39. Bölüm; "Masum Çocuklar."

1.9K 302 41
                                    





39. Bölüm;

"Masum çocuklar."

"Öyle saçmalık mı olur abla? Lütfen inanma sakın. Senin üzerine oynuyor. Böyle yaparak seni baskı altına almaya çalışıyor."

"Dur artık Diyar. Hazar'a inandım demedim."

" 'Ama' diyorsun abla aklında soru işareti bırakmış. İstediğini elde etmiş."

"Safım ama o kadar da saf değilim ablacım. Araştırmadan Hazar'ın sözüne inanacak değilim."

"Of ya araştıracağım nedir? Resmi nikahın bittiğinde imam nikahı da düşer. Mahkeme kararı ile evleniliyor, boşanılıyor. Şöyle düşün Şeriata göre kadınlar boşanmak istediğinde nasıl ki kadı boşuyorsa onların yaptığını şimdi devletin mahkemesi yapıyor. Adam boşanmak istemiyor diye kadın ömür boyu onun yanında kalmak zorunda değil."

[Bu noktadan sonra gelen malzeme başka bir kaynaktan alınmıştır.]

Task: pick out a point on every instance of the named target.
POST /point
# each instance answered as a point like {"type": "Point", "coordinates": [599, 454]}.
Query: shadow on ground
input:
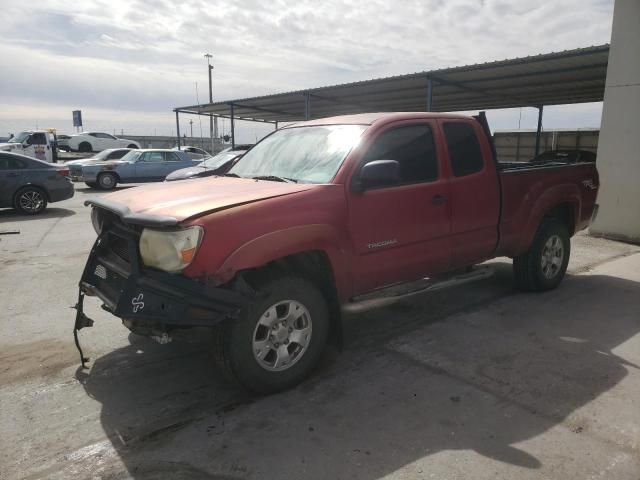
{"type": "Point", "coordinates": [10, 214]}
{"type": "Point", "coordinates": [483, 381]}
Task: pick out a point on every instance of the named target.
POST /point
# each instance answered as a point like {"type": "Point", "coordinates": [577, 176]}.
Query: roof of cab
{"type": "Point", "coordinates": [376, 117]}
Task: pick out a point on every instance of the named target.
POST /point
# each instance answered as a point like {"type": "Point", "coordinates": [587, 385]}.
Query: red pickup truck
{"type": "Point", "coordinates": [322, 216]}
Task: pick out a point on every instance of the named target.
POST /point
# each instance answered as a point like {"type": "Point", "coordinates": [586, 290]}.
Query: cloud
{"type": "Point", "coordinates": [146, 55]}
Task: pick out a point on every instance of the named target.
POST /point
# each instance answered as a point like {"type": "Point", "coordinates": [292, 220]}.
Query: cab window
{"type": "Point", "coordinates": [38, 138]}
{"type": "Point", "coordinates": [7, 162]}
{"type": "Point", "coordinates": [464, 150]}
{"type": "Point", "coordinates": [412, 147]}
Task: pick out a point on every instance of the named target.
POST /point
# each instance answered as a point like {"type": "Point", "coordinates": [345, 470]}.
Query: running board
{"type": "Point", "coordinates": [389, 295]}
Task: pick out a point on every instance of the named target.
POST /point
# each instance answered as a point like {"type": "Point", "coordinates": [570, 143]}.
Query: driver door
{"type": "Point", "coordinates": [151, 167]}
{"type": "Point", "coordinates": [401, 229]}
{"type": "Point", "coordinates": [39, 147]}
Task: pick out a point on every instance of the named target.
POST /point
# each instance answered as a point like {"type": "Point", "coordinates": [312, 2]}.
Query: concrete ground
{"type": "Point", "coordinates": [474, 382]}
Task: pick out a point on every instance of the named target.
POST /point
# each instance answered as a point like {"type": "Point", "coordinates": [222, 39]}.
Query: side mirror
{"type": "Point", "coordinates": [378, 174]}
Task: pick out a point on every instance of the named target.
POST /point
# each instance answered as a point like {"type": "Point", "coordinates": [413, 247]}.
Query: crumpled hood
{"type": "Point", "coordinates": [197, 197]}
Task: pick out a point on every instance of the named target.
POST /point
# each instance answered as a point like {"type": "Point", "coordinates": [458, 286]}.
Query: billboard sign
{"type": "Point", "coordinates": [77, 118]}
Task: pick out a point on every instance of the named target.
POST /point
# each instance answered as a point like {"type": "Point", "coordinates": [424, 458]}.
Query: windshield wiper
{"type": "Point", "coordinates": [275, 178]}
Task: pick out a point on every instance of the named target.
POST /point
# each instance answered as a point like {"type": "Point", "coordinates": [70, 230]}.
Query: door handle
{"type": "Point", "coordinates": [439, 200]}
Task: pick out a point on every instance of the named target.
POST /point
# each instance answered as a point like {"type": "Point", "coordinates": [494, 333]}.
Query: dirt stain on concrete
{"type": "Point", "coordinates": [38, 359]}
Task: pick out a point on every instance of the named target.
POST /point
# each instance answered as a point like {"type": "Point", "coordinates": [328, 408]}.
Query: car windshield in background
{"type": "Point", "coordinates": [303, 154]}
{"type": "Point", "coordinates": [218, 160]}
{"type": "Point", "coordinates": [102, 155]}
{"type": "Point", "coordinates": [19, 138]}
{"type": "Point", "coordinates": [132, 156]}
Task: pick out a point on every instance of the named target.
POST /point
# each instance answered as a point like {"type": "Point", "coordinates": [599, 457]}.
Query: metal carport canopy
{"type": "Point", "coordinates": [570, 76]}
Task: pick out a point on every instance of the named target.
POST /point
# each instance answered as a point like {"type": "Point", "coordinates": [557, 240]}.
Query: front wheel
{"type": "Point", "coordinates": [278, 339]}
{"type": "Point", "coordinates": [30, 201]}
{"type": "Point", "coordinates": [544, 265]}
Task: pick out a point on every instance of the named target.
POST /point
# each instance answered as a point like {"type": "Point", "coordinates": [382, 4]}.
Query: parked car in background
{"type": "Point", "coordinates": [149, 165]}
{"type": "Point", "coordinates": [28, 184]}
{"type": "Point", "coordinates": [96, 142]}
{"type": "Point", "coordinates": [216, 165]}
{"type": "Point", "coordinates": [195, 152]}
{"type": "Point", "coordinates": [105, 155]}
{"type": "Point", "coordinates": [565, 156]}
{"type": "Point", "coordinates": [63, 142]}
{"type": "Point", "coordinates": [40, 144]}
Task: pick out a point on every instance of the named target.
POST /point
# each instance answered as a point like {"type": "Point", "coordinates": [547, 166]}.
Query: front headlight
{"type": "Point", "coordinates": [170, 250]}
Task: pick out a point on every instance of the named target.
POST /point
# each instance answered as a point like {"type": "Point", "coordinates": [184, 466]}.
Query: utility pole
{"type": "Point", "coordinates": [213, 122]}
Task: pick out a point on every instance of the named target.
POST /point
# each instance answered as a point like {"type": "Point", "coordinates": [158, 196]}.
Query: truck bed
{"type": "Point", "coordinates": [528, 189]}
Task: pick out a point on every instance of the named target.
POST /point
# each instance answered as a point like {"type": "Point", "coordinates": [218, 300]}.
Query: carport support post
{"type": "Point", "coordinates": [233, 128]}
{"type": "Point", "coordinates": [307, 106]}
{"type": "Point", "coordinates": [538, 130]}
{"type": "Point", "coordinates": [178, 128]}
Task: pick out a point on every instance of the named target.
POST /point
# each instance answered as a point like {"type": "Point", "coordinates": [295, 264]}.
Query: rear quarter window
{"type": "Point", "coordinates": [464, 150]}
{"type": "Point", "coordinates": [7, 162]}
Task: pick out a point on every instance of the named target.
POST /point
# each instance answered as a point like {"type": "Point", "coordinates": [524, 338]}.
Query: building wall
{"type": "Point", "coordinates": [619, 146]}
{"type": "Point", "coordinates": [520, 145]}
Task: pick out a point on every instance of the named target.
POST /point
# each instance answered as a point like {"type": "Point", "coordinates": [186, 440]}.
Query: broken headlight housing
{"type": "Point", "coordinates": [170, 250]}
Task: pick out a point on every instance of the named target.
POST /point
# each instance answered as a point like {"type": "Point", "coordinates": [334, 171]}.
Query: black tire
{"type": "Point", "coordinates": [107, 181]}
{"type": "Point", "coordinates": [540, 268]}
{"type": "Point", "coordinates": [234, 340]}
{"type": "Point", "coordinates": [85, 147]}
{"type": "Point", "coordinates": [30, 200]}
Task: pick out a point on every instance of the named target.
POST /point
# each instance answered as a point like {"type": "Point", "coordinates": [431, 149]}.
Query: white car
{"type": "Point", "coordinates": [96, 142]}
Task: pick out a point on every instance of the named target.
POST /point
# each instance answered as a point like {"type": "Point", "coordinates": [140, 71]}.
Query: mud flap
{"type": "Point", "coordinates": [81, 321]}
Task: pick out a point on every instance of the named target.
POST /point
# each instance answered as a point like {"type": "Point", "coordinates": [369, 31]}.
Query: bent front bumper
{"type": "Point", "coordinates": [147, 300]}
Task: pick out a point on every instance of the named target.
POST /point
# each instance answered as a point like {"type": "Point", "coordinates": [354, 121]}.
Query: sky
{"type": "Point", "coordinates": [127, 63]}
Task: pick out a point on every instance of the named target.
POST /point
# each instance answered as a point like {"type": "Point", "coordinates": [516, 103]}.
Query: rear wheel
{"type": "Point", "coordinates": [278, 339]}
{"type": "Point", "coordinates": [85, 147]}
{"type": "Point", "coordinates": [544, 265]}
{"type": "Point", "coordinates": [30, 201]}
{"type": "Point", "coordinates": [107, 181]}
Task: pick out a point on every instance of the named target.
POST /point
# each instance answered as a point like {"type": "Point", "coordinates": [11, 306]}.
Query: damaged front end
{"type": "Point", "coordinates": [148, 301]}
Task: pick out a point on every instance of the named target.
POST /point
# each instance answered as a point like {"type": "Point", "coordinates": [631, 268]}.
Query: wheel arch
{"type": "Point", "coordinates": [562, 202]}
{"type": "Point", "coordinates": [311, 251]}
{"type": "Point", "coordinates": [32, 185]}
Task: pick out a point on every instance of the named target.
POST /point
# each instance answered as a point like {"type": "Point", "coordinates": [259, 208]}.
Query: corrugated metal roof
{"type": "Point", "coordinates": [570, 76]}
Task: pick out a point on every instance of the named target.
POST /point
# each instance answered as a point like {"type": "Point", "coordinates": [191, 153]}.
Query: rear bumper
{"type": "Point", "coordinates": [149, 300]}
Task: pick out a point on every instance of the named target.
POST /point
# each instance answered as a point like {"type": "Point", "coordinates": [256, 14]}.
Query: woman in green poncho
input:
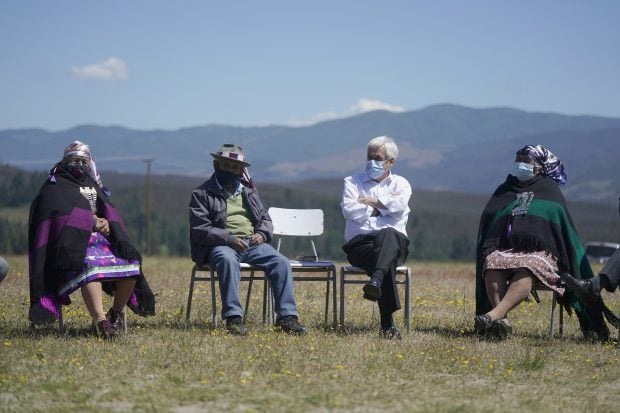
{"type": "Point", "coordinates": [526, 234]}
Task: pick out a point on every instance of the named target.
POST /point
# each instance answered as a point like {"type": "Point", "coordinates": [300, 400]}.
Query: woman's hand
{"type": "Point", "coordinates": [102, 226]}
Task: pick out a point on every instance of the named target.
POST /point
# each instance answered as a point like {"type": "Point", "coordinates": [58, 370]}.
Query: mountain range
{"type": "Point", "coordinates": [442, 147]}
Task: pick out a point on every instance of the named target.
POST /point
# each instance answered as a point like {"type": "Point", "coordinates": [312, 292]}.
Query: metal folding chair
{"type": "Point", "coordinates": [538, 286]}
{"type": "Point", "coordinates": [351, 270]}
{"type": "Point", "coordinates": [306, 223]}
{"type": "Point", "coordinates": [212, 277]}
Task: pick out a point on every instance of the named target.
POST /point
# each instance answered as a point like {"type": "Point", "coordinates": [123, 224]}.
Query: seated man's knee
{"type": "Point", "coordinates": [223, 255]}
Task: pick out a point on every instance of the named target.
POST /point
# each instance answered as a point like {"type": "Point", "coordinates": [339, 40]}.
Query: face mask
{"type": "Point", "coordinates": [77, 170]}
{"type": "Point", "coordinates": [226, 178]}
{"type": "Point", "coordinates": [374, 169]}
{"type": "Point", "coordinates": [523, 171]}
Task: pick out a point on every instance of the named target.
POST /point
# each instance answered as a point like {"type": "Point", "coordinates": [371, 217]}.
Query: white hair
{"type": "Point", "coordinates": [391, 150]}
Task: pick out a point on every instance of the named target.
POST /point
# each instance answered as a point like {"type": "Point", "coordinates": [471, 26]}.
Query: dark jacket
{"type": "Point", "coordinates": [207, 218]}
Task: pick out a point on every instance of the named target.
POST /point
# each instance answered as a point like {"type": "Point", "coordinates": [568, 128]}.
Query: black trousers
{"type": "Point", "coordinates": [384, 251]}
{"type": "Point", "coordinates": [611, 270]}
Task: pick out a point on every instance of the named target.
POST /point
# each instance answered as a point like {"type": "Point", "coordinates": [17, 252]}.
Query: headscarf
{"type": "Point", "coordinates": [78, 148]}
{"type": "Point", "coordinates": [551, 164]}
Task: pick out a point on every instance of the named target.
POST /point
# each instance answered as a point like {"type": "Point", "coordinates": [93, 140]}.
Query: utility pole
{"type": "Point", "coordinates": [148, 204]}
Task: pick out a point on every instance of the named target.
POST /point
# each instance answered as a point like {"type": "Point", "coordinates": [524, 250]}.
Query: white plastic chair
{"type": "Point", "coordinates": [212, 277]}
{"type": "Point", "coordinates": [306, 223]}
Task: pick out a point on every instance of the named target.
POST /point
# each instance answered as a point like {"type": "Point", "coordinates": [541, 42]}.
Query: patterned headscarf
{"type": "Point", "coordinates": [551, 164]}
{"type": "Point", "coordinates": [78, 148]}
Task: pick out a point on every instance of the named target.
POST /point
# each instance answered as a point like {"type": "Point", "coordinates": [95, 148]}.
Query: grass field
{"type": "Point", "coordinates": [162, 364]}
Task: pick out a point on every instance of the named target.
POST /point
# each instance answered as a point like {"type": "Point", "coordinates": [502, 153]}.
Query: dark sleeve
{"type": "Point", "coordinates": [203, 232]}
{"type": "Point", "coordinates": [263, 225]}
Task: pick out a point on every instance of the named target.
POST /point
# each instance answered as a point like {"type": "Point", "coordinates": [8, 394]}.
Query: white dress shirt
{"type": "Point", "coordinates": [393, 192]}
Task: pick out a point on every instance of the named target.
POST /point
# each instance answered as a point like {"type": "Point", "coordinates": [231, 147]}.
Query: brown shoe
{"type": "Point", "coordinates": [235, 326]}
{"type": "Point", "coordinates": [290, 324]}
{"type": "Point", "coordinates": [105, 330]}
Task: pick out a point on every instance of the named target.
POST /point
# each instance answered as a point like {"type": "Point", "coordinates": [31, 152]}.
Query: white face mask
{"type": "Point", "coordinates": [374, 169]}
{"type": "Point", "coordinates": [523, 171]}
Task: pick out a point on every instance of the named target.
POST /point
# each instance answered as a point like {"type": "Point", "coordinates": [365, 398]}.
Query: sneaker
{"type": "Point", "coordinates": [391, 333]}
{"type": "Point", "coordinates": [235, 326]}
{"type": "Point", "coordinates": [105, 330]}
{"type": "Point", "coordinates": [290, 324]}
{"type": "Point", "coordinates": [116, 319]}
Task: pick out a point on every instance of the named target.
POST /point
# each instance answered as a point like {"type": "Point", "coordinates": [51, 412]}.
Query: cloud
{"type": "Point", "coordinates": [361, 106]}
{"type": "Point", "coordinates": [112, 68]}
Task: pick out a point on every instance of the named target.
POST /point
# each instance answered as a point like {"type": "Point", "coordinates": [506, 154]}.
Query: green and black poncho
{"type": "Point", "coordinates": [532, 216]}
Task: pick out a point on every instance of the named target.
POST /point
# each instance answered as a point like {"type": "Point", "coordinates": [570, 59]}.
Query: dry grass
{"type": "Point", "coordinates": [163, 365]}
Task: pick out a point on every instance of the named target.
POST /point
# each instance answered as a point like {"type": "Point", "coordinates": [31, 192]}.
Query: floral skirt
{"type": "Point", "coordinates": [540, 263]}
{"type": "Point", "coordinates": [100, 264]}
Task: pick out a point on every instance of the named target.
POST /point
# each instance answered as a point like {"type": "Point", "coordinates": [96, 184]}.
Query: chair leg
{"type": "Point", "coordinates": [341, 297]}
{"type": "Point", "coordinates": [213, 302]}
{"type": "Point", "coordinates": [247, 298]}
{"type": "Point", "coordinates": [326, 300]}
{"type": "Point", "coordinates": [408, 301]}
{"type": "Point", "coordinates": [61, 323]}
{"type": "Point", "coordinates": [334, 287]}
{"type": "Point", "coordinates": [188, 310]}
{"type": "Point", "coordinates": [552, 323]}
{"type": "Point", "coordinates": [561, 320]}
{"type": "Point", "coordinates": [266, 300]}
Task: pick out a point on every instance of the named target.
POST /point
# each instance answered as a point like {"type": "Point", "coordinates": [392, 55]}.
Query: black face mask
{"type": "Point", "coordinates": [226, 178]}
{"type": "Point", "coordinates": [78, 171]}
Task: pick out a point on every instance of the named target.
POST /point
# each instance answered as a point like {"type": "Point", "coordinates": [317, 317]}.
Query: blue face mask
{"type": "Point", "coordinates": [374, 169]}
{"type": "Point", "coordinates": [523, 171]}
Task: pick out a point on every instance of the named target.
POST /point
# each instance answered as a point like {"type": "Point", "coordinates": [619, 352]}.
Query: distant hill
{"type": "Point", "coordinates": [442, 147]}
{"type": "Point", "coordinates": [442, 226]}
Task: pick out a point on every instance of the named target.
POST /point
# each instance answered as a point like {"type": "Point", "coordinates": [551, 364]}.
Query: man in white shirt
{"type": "Point", "coordinates": [375, 204]}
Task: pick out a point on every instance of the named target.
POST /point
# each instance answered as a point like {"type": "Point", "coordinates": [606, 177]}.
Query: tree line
{"type": "Point", "coordinates": [442, 225]}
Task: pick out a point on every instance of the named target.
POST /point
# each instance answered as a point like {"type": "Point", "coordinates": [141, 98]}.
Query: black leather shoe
{"type": "Point", "coordinates": [391, 333]}
{"type": "Point", "coordinates": [116, 319]}
{"type": "Point", "coordinates": [482, 324]}
{"type": "Point", "coordinates": [290, 324]}
{"type": "Point", "coordinates": [583, 289]}
{"type": "Point", "coordinates": [372, 290]}
{"type": "Point", "coordinates": [500, 329]}
{"type": "Point", "coordinates": [235, 326]}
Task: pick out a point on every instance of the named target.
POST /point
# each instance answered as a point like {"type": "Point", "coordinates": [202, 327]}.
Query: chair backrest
{"type": "Point", "coordinates": [297, 223]}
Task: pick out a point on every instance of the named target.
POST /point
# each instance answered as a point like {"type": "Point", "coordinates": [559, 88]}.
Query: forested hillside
{"type": "Point", "coordinates": [442, 225]}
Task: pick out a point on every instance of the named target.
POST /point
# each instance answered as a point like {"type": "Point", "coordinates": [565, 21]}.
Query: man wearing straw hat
{"type": "Point", "coordinates": [229, 225]}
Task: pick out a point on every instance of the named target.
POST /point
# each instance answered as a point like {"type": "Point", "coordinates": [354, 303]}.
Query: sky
{"type": "Point", "coordinates": [151, 64]}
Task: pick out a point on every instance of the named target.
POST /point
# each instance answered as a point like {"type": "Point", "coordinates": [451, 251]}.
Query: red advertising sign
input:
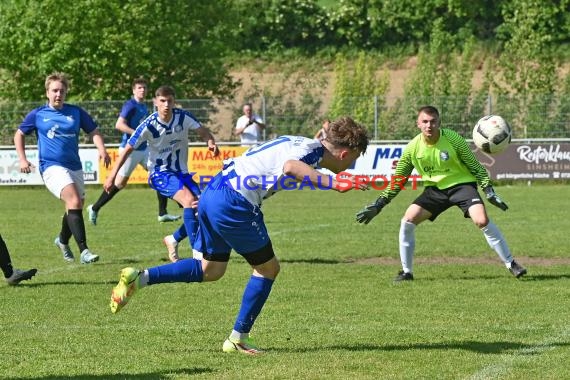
{"type": "Point", "coordinates": [529, 162]}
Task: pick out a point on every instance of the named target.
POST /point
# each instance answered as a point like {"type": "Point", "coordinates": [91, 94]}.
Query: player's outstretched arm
{"type": "Point", "coordinates": [303, 172]}
{"type": "Point", "coordinates": [370, 211]}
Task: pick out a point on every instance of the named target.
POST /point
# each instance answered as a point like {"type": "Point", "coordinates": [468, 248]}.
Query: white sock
{"type": "Point", "coordinates": [407, 241]}
{"type": "Point", "coordinates": [497, 243]}
{"type": "Point", "coordinates": [235, 335]}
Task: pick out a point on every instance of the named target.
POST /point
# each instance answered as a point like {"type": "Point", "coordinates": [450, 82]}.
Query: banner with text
{"type": "Point", "coordinates": [518, 162]}
{"type": "Point", "coordinates": [10, 167]}
{"type": "Point", "coordinates": [528, 162]}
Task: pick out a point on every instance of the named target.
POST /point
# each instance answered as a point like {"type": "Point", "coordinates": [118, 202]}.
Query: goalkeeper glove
{"type": "Point", "coordinates": [494, 199]}
{"type": "Point", "coordinates": [369, 212]}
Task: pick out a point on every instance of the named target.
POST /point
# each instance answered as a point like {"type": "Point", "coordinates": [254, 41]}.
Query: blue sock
{"type": "Point", "coordinates": [185, 270]}
{"type": "Point", "coordinates": [254, 296]}
{"type": "Point", "coordinates": [180, 234]}
{"type": "Point", "coordinates": [191, 224]}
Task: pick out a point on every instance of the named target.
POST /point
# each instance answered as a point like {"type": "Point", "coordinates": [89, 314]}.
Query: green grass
{"type": "Point", "coordinates": [334, 312]}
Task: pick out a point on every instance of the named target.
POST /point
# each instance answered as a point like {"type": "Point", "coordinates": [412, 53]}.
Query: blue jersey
{"type": "Point", "coordinates": [57, 131]}
{"type": "Point", "coordinates": [167, 141]}
{"type": "Point", "coordinates": [258, 172]}
{"type": "Point", "coordinates": [134, 113]}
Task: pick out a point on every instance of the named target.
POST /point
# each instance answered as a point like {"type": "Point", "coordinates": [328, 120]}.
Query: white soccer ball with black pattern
{"type": "Point", "coordinates": [492, 134]}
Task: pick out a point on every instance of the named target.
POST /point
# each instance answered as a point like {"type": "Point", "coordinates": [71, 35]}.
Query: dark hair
{"type": "Point", "coordinates": [165, 91]}
{"type": "Point", "coordinates": [140, 81]}
{"type": "Point", "coordinates": [347, 133]}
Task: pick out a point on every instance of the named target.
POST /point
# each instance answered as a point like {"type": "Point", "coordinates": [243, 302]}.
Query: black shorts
{"type": "Point", "coordinates": [437, 201]}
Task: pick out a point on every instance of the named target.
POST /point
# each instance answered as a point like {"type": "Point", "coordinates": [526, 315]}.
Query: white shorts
{"type": "Point", "coordinates": [135, 158]}
{"type": "Point", "coordinates": [57, 177]}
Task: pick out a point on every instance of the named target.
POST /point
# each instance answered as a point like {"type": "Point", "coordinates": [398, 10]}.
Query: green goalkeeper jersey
{"type": "Point", "coordinates": [448, 163]}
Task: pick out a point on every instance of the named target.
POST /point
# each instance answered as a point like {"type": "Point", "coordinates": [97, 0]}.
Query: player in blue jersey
{"type": "Point", "coordinates": [134, 111]}
{"type": "Point", "coordinates": [57, 126]}
{"type": "Point", "coordinates": [450, 172]}
{"type": "Point", "coordinates": [12, 275]}
{"type": "Point", "coordinates": [230, 216]}
{"type": "Point", "coordinates": [166, 133]}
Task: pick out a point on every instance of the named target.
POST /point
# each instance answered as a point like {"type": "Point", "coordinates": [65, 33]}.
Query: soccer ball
{"type": "Point", "coordinates": [492, 134]}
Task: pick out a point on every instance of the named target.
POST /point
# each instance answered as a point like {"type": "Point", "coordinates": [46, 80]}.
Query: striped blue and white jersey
{"type": "Point", "coordinates": [57, 131]}
{"type": "Point", "coordinates": [167, 141]}
{"type": "Point", "coordinates": [258, 172]}
{"type": "Point", "coordinates": [134, 113]}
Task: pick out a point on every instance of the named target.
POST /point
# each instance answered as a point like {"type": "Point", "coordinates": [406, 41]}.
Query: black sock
{"type": "Point", "coordinates": [105, 197]}
{"type": "Point", "coordinates": [5, 262]}
{"type": "Point", "coordinates": [65, 233]}
{"type": "Point", "coordinates": [77, 227]}
{"type": "Point", "coordinates": [162, 200]}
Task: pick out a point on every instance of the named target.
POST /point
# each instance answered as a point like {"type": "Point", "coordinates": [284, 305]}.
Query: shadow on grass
{"type": "Point", "coordinates": [314, 261]}
{"type": "Point", "coordinates": [57, 283]}
{"type": "Point", "coordinates": [480, 347]}
{"type": "Point", "coordinates": [122, 376]}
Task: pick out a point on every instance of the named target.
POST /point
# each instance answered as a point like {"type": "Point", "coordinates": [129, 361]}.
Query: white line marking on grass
{"type": "Point", "coordinates": [527, 354]}
{"type": "Point", "coordinates": [76, 263]}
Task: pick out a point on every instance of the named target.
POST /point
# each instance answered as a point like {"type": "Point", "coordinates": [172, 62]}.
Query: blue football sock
{"type": "Point", "coordinates": [185, 270]}
{"type": "Point", "coordinates": [254, 296]}
{"type": "Point", "coordinates": [180, 234]}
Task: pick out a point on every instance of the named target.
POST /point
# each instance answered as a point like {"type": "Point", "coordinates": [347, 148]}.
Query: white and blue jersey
{"type": "Point", "coordinates": [134, 113]}
{"type": "Point", "coordinates": [258, 172]}
{"type": "Point", "coordinates": [57, 131]}
{"type": "Point", "coordinates": [167, 141]}
{"type": "Point", "coordinates": [229, 210]}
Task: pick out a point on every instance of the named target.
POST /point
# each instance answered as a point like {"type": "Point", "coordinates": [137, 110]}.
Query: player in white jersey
{"type": "Point", "coordinates": [57, 126]}
{"type": "Point", "coordinates": [230, 217]}
{"type": "Point", "coordinates": [166, 133]}
{"type": "Point", "coordinates": [133, 112]}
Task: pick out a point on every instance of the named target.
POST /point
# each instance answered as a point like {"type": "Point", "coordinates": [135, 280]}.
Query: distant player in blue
{"type": "Point", "coordinates": [166, 133]}
{"type": "Point", "coordinates": [12, 275]}
{"type": "Point", "coordinates": [230, 217]}
{"type": "Point", "coordinates": [57, 126]}
{"type": "Point", "coordinates": [450, 173]}
{"type": "Point", "coordinates": [134, 111]}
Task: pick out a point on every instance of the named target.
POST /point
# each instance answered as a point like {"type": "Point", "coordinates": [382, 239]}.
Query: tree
{"type": "Point", "coordinates": [104, 44]}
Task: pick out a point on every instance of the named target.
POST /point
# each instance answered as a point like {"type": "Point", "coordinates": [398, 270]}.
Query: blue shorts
{"type": "Point", "coordinates": [169, 183]}
{"type": "Point", "coordinates": [228, 221]}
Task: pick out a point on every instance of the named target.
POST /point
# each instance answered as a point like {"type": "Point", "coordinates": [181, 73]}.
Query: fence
{"type": "Point", "coordinates": [531, 117]}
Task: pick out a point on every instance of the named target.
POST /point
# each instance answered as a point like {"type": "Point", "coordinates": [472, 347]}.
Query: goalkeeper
{"type": "Point", "coordinates": [450, 172]}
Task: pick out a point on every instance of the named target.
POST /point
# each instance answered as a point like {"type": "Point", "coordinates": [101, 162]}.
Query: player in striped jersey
{"type": "Point", "coordinates": [57, 126]}
{"type": "Point", "coordinates": [230, 217]}
{"type": "Point", "coordinates": [450, 172]}
{"type": "Point", "coordinates": [166, 133]}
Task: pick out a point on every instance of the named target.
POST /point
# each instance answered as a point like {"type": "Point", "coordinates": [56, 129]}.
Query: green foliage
{"type": "Point", "coordinates": [441, 78]}
{"type": "Point", "coordinates": [527, 65]}
{"type": "Point", "coordinates": [104, 44]}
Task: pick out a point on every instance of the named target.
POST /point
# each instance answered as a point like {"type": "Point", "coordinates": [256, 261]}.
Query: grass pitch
{"type": "Point", "coordinates": [334, 312]}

"Orasının öyle olduğunu biliyorum. Hazar'ın söyledikleri umurumda değil. Sadece emin olmak için bir hocaya sorayım dedim."

"Tamam abla. Ne istiyorsan yap. Sana ne dersem diyeyim bildiğini okuyacaksın."

Dilber kafasında ki karmaşayı durduramadı yetmiyormuş gibi bir de kendini anlatmaya çalışınca iyice karışıyordu. Diyar'ın öfkesini anlıyordu ama birileri onu da anlasın istiyordu.  Gece sabah olmak bilmezken ertesi gün sabahın erken saatlerinde soluğu cami hocasının yanında aldı. Hazar ile olan imam nikahı düşmüş olmalıydı. Hazar istemiyor diye ömür boyu adamın nikahında kalacak değildi ya.

"Buyur kızım." Dedi hoca efendi onu bekleyen kadının bir kaç adım gerisinde durarak.

"Hocam rahatsız ediyorum. Biraz ısrar ettim ama kusuruma bakmayın."

"Ne demek kızım. Buyur."

"Hocam ben boşandım. Mahkeme beni eski kocamdan boşadı. Fakat eski kocam olacak adam benden boşanmak istemiyordu. Mahkeme beni haklı buldu. Boşadık. Ama eski kocam imam nikahımızın düştüğünü kabul etmiyor. Şimdi benim nikahım düştü mü? Düşmedi mi?"

"Kızım mahkeme seni haklı bulup boşadığında imam nikahın da düşer. Kocan olacak adam diretip seni boşamıyorum desede sözünün bir hükmü olmaz. Sen şu anda hem dinen hemde resmen boşanmış oluyorsun."

"Eminsiniz değil mi?"

"Aklında şüphe kalmasın kızım nikahın düşmüş sayılır."

"Sağolun hocam."

Dilber aklındaki şüphelerden kurtulduktan sonra derin bir nefes aldı. Hazar'ın elinden geleni yapıp ona huzur vermemek adına her şeyi yapacağını elbette biliyordu. Yaptıkları az mı geliyordu? Daha ne yapacak bu gün karşıma neyle çıkacak diye beklemekten başka bir çaresi yoktu. Hazar'ın ikisini de içine çektiği bu durum elbette ki Dilber için günden güne katlanılmaz bir hal alıyordu. Etrafında ona karşı olan herkesten acıkça nefret etmeye başlamıştı. Çocuklarını ondan uzak tutanlara karşı içinde beslediği nefretin hududları oldukça genişti.

Her şeyin zamanı gelecek.

Sabır bu hayatta en zor ama mükafatı en güzel olan erdemlerden bir tanesidir. Sabretmek her zaman kolay olmuyor. Hiç kolay olmuyor.

İçeride ne yangınlar var ya bilen yok. Gören yok. Duyan yok.

Bazen kadere kendimiz yön vermemiz gerekiyor. Her şeyi akışa bırakmak gerekmiyor.

Dilber için günün ikinci durağı Hazar'ın ofisi oldu. Onunla konuşması gerekiyordu. Her istediğinde karşısına dikilip, istediği gibi konuşup, dokunamazdı. Aklına geldiğinde tüyleri diken diken oluyordu.